Fotograf Andreas Schwarzkopf, 2013. Unter CC BY-SA 3.0
Es braucht einen Schweizer Pfarrer, dem die Geschichte seines Landes gegenwärtig ist, ein Bahnwärterhaus und einen Kreis von kreativen und beharrlichen Menschen . . . dann entsteht daraus die einzige Gedenkstätte der Schweiz, die sich mit dem Verhalten des Landes gegenüber jüdischen Flüchtlingen auseinandersetzt. . . . und sich nur durch Spenden finanziert. Johannes Czwalina beschäftigt sich seit längerem mit dem Faschismus, dem Verhalten der Schweizer Behörden gegenüber den Flüchtlingen aus dem Nazi-Deutschland und dem Spielraum des einzelnen, um sich in Ausnahmesituationen seine Menschlichkeit zu bewahren. Ein glücklicher Zufall führte zu einem Bahnwärterhaus an der Eisenbahnstrecke von Deutschland zum Badischen Bahnhof in Basel. Dieses Bauwerk war Zeuge von Fluchtversuchen deutscher Juden – jetzt stand es als Eigentum der Deutschen Bahn zum Verkauf. Mittlerweile ist dieses historische Bahnwärterhaus in Riehen zu einer bekannten Gedenkstätte ausgebaut worden. Ein Verein hat sich um diese Institution gebildet und hat eine Dauerausstellung geschaffen. Hier finden regelmäßig Tagungen und Konzerte statt, für Gruppen und insbesondere Schulklassen werden Führungen angeboten. Auf der Konferenz „Berlin – ein jüdisches Zuhause“ im Dezember 2025 konnte Johannes Czwalina von seinem Projekt berichten.

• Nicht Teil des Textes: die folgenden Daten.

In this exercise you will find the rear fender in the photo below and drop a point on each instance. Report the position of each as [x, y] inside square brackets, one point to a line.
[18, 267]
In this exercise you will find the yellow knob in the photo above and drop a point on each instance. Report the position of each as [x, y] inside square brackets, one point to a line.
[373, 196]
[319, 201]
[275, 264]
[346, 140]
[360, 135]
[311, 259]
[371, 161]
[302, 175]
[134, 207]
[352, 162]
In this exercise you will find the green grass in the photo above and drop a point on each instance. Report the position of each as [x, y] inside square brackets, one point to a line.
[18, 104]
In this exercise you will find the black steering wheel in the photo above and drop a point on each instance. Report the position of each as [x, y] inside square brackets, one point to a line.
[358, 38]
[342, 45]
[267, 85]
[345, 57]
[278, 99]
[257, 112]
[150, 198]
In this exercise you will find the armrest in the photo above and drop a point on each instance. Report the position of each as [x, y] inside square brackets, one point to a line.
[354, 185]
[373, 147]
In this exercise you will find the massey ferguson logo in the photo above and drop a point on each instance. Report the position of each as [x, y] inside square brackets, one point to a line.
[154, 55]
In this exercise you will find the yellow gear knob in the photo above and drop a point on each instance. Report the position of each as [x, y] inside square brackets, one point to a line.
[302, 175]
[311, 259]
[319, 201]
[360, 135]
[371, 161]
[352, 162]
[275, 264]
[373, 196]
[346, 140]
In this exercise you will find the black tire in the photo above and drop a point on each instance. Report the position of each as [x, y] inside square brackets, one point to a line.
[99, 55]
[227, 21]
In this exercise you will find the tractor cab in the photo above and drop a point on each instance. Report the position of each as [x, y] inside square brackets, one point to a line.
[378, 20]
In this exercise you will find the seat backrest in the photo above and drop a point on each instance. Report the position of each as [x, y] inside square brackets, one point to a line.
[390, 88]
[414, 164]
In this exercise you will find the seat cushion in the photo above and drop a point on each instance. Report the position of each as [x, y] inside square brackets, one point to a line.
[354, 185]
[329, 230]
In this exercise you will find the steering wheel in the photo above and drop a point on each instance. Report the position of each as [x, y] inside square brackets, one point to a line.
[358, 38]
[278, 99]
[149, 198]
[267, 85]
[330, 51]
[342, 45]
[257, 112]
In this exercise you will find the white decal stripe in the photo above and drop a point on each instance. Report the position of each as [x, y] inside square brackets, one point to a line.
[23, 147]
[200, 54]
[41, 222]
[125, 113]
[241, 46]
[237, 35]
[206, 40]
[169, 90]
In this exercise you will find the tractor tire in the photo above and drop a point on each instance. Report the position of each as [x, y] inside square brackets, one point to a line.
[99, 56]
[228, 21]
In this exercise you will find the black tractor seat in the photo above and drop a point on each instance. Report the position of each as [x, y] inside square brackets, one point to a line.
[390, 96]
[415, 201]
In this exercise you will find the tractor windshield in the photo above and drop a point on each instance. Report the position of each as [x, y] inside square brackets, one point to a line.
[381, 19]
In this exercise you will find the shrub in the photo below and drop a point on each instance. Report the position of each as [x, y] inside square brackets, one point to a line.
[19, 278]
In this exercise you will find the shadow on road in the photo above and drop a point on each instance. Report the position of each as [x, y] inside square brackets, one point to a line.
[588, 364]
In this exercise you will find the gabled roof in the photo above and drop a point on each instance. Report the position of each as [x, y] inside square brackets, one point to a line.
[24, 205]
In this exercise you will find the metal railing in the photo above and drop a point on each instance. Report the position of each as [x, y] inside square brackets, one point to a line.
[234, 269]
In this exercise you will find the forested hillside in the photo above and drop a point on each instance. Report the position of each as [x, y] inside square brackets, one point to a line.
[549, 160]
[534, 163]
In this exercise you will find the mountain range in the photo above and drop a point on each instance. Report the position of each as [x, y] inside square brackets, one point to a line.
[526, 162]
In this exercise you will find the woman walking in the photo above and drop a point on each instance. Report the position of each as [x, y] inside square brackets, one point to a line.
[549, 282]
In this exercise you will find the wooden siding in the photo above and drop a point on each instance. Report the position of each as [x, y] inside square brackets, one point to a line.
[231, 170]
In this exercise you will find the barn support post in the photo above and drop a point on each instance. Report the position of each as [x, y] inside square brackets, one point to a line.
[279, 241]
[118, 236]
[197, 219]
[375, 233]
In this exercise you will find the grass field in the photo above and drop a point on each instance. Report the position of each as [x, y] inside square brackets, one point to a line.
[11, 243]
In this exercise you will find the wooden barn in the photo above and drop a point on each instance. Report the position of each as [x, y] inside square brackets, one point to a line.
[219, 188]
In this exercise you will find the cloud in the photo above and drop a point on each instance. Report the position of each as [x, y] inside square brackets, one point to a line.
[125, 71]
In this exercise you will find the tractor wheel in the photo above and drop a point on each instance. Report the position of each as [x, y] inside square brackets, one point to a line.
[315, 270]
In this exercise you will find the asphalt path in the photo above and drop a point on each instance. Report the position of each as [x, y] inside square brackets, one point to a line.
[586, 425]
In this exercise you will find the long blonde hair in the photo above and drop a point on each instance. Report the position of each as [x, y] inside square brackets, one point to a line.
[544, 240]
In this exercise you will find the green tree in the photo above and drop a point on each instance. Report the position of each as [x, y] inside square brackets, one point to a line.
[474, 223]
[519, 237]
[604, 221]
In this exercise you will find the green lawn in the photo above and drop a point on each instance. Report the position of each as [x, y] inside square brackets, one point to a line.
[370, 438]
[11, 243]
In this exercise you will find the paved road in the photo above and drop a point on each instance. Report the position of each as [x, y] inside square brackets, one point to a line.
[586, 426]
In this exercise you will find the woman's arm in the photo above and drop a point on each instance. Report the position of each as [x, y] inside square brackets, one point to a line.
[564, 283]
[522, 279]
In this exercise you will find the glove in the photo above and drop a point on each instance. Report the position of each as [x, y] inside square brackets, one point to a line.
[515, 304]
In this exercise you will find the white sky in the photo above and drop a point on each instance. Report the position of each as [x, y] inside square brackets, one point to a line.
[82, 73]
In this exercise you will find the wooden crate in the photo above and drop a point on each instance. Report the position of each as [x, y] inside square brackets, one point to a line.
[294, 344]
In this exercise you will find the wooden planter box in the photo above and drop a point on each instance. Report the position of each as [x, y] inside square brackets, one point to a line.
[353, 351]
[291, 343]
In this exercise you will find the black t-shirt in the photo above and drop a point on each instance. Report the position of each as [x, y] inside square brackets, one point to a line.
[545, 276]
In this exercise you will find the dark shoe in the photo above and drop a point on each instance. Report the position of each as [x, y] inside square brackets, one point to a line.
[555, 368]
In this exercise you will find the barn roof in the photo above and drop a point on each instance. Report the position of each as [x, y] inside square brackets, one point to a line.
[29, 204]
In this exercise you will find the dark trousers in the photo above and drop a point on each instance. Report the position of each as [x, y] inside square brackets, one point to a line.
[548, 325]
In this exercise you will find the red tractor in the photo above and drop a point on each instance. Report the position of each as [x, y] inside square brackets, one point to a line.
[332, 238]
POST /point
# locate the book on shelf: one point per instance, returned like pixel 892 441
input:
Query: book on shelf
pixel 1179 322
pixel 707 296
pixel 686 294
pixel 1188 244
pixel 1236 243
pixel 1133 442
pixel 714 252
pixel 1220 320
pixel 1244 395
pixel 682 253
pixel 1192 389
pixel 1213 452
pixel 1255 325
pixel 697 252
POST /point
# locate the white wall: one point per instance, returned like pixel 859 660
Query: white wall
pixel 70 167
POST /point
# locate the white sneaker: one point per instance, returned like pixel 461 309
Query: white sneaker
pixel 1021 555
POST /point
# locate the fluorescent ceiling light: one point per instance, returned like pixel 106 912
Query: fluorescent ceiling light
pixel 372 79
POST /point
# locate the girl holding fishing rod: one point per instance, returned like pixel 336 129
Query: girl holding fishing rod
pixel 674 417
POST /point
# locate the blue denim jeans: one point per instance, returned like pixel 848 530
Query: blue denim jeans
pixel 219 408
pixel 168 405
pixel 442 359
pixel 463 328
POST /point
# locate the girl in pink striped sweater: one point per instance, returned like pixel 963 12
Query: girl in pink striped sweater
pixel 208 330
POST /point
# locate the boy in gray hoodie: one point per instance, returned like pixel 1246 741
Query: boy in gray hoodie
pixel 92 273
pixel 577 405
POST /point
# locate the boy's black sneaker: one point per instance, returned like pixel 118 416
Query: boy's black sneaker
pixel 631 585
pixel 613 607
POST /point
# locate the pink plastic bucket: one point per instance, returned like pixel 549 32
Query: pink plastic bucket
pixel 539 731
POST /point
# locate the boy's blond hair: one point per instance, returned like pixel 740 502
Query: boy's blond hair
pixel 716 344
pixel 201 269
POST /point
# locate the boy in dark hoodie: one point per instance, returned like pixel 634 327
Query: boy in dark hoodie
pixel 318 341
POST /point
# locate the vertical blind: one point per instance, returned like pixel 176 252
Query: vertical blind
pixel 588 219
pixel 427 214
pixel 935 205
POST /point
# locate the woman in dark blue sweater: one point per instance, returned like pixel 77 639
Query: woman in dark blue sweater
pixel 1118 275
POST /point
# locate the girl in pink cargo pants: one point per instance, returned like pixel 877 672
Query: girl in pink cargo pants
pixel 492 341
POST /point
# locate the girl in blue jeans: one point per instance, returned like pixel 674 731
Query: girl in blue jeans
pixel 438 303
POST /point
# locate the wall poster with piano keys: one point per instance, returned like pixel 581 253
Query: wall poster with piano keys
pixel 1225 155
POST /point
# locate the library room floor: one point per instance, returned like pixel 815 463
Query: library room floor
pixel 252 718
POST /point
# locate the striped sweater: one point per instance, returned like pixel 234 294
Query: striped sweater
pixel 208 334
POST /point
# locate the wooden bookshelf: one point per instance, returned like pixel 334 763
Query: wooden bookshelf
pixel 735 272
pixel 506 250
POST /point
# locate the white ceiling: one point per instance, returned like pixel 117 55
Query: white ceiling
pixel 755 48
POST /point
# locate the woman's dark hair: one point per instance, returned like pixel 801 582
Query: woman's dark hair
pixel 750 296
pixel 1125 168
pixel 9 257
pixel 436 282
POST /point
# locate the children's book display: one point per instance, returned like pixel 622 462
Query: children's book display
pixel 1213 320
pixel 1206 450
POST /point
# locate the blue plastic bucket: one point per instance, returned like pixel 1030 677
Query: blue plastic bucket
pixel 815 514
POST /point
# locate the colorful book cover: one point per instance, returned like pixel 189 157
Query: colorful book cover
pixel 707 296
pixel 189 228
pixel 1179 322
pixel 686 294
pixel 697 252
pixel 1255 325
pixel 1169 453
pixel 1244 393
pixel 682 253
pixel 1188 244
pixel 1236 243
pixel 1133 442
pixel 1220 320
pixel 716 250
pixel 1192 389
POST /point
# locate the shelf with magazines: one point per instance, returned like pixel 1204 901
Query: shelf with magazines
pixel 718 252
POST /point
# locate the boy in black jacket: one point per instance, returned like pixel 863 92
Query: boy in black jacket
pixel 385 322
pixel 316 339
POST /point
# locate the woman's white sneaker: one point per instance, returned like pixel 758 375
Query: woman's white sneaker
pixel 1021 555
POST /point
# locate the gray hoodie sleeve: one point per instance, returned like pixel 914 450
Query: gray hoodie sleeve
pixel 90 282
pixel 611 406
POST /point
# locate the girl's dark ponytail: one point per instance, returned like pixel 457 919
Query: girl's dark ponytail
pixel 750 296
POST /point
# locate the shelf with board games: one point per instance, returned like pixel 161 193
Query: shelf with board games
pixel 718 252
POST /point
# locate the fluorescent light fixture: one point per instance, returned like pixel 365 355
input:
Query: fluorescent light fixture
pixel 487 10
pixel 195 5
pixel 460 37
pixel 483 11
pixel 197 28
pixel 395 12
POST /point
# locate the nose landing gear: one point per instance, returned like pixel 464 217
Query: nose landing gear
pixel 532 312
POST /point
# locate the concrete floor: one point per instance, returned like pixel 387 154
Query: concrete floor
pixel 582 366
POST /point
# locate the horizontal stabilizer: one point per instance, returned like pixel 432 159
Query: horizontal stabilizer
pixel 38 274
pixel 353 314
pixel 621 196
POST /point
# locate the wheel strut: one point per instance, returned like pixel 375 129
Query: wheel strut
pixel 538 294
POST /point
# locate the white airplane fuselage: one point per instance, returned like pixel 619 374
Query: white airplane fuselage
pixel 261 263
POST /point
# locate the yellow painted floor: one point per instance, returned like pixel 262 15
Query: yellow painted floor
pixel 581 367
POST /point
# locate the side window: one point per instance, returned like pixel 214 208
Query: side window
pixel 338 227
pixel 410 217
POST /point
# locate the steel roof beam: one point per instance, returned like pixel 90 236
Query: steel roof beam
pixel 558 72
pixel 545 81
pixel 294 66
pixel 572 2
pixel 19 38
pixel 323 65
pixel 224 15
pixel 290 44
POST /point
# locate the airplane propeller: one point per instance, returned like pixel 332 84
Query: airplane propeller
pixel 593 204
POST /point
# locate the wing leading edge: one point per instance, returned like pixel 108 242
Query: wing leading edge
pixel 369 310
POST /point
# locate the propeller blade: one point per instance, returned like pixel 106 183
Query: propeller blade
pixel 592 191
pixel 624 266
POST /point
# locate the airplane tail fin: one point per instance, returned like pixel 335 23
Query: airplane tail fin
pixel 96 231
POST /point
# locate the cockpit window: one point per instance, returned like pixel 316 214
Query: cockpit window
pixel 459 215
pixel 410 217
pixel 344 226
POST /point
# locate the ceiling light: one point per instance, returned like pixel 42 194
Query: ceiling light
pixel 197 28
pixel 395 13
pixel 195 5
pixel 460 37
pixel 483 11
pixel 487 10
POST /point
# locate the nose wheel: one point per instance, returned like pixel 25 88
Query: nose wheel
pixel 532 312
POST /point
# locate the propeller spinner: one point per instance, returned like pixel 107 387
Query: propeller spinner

Zu dieser Veranstaltung hatte Kahal Adass Jisroel in die Humboldt-Universität eingeladen.
Auf der langjährigen Suche nach einer Nachfolgeinstitution für die Gedenkstätte hat sich jetzt das Zentrum für Jüdische Studien angeboten. Das Institut der Universität Basel wird die akademische Leitung der Gedenkstätte übernehmen. Gleichzeitig signalisiert die Gemeinde Riehen, sich in Zukunft an den Kosten der Einrichtung beteiligen zu wollen.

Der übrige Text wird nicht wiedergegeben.